Abstract

Introduction: The history of psychiatry encompasses the evolving concepts about the relationship between body and mind and also of the definition of normality, which depend on the knowledge and customs of different times and places. For a better understanding of this journey, this study privileged the presentation of the influential figures on the construction of psychiatric nosology and classifications mainly unfolded on a descriptive or causal basis, from psychics or somatics driving, since the western renaissance. Because of the length of this historical path, this study is divided into two parts. This paper, the first in a two-part series, is a preamble to the development of the new nosography and psychopharmacology of the 21st century, merit of the second paper in this series. Method: Narrative review based on secondary sources. Results: Part One includes a review of prior studies concluding that the psychiatric nosography construction has many stations and it passes through the 18th century more structured morbid classifications based on taxonomies of the natural sciences. Psychiatric classifications navigate the course between different psychiatric theories, often marked by inherent prejudices, alongside advances achieved in neuroscience and its intricate connections with the physiology of emotions, cognition and behaviors, shedding light on their deviations or disorders.

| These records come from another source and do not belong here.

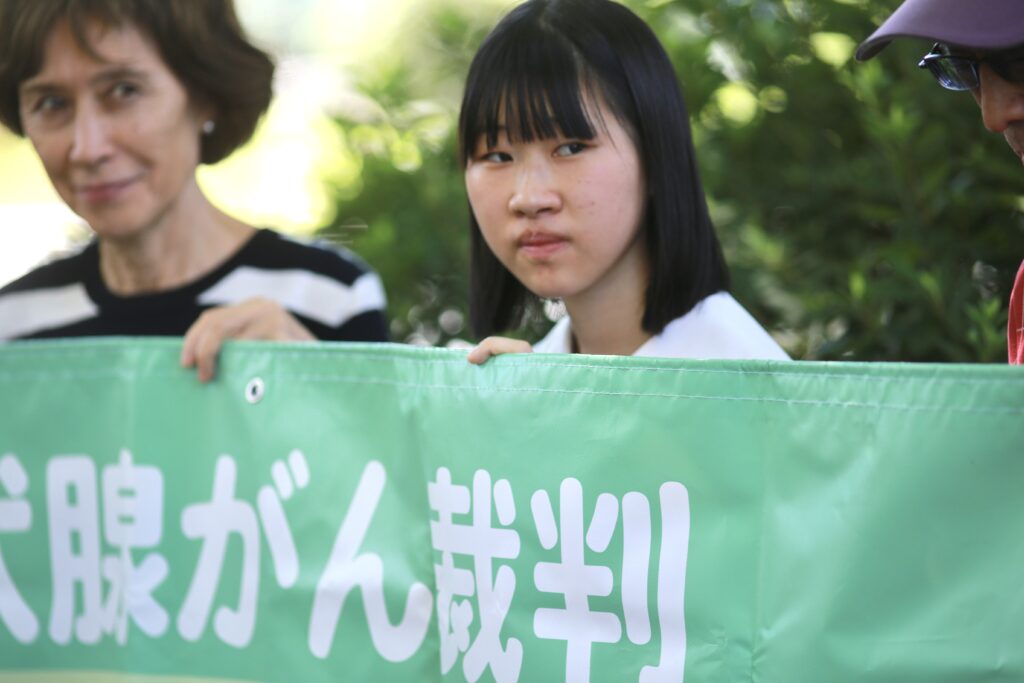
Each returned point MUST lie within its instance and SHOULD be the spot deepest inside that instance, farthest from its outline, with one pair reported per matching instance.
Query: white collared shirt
(718, 328)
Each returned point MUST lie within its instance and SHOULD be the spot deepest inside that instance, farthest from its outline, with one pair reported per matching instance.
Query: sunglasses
(955, 72)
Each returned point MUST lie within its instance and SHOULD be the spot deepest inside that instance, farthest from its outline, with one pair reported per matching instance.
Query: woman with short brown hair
(122, 99)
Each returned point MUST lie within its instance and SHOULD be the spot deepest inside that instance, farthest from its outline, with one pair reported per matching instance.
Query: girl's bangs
(528, 88)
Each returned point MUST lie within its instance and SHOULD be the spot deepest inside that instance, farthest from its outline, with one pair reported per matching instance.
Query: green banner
(383, 513)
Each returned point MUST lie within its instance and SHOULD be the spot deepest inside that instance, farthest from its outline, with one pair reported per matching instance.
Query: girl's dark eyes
(124, 90)
(49, 103)
(569, 148)
(497, 157)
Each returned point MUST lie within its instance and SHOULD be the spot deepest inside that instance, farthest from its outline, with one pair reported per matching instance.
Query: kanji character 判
(494, 591)
(578, 625)
(347, 568)
(213, 522)
(15, 516)
(133, 518)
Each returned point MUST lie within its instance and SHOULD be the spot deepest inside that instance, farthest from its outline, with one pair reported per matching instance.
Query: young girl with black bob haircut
(583, 186)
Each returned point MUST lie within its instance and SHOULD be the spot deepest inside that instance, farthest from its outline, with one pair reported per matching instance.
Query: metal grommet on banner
(255, 390)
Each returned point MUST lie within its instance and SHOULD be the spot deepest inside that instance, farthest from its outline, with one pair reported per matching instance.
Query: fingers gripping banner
(381, 513)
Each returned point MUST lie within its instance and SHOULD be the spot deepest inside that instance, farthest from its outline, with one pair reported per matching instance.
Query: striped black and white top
(327, 289)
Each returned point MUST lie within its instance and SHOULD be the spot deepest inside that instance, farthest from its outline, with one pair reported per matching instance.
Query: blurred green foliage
(865, 213)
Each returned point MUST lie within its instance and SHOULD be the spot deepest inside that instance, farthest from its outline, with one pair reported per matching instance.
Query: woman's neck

This evolution goes in parallel with that of the macro and microanatomy, physiology, chemistry, pharmacology, genetics, internal medicine, mainly neurology, apace with evaluation techniques that also reach the Blood-oxygen-level-dependent imaging (BOLD) fMRI (functional magnetic resonance imaging) that indirectly study the action of neurotransmitters and neuronal signalling. The biologic approach stands in contrast to the psychodynamic theory, particularly dominant until roughly the mid-20th century. Conclusion: The study of psychiatric nosohistoriography helps to understand the conceptual evolution of mental illnesses and the most recent importance of psychopharmacology for this.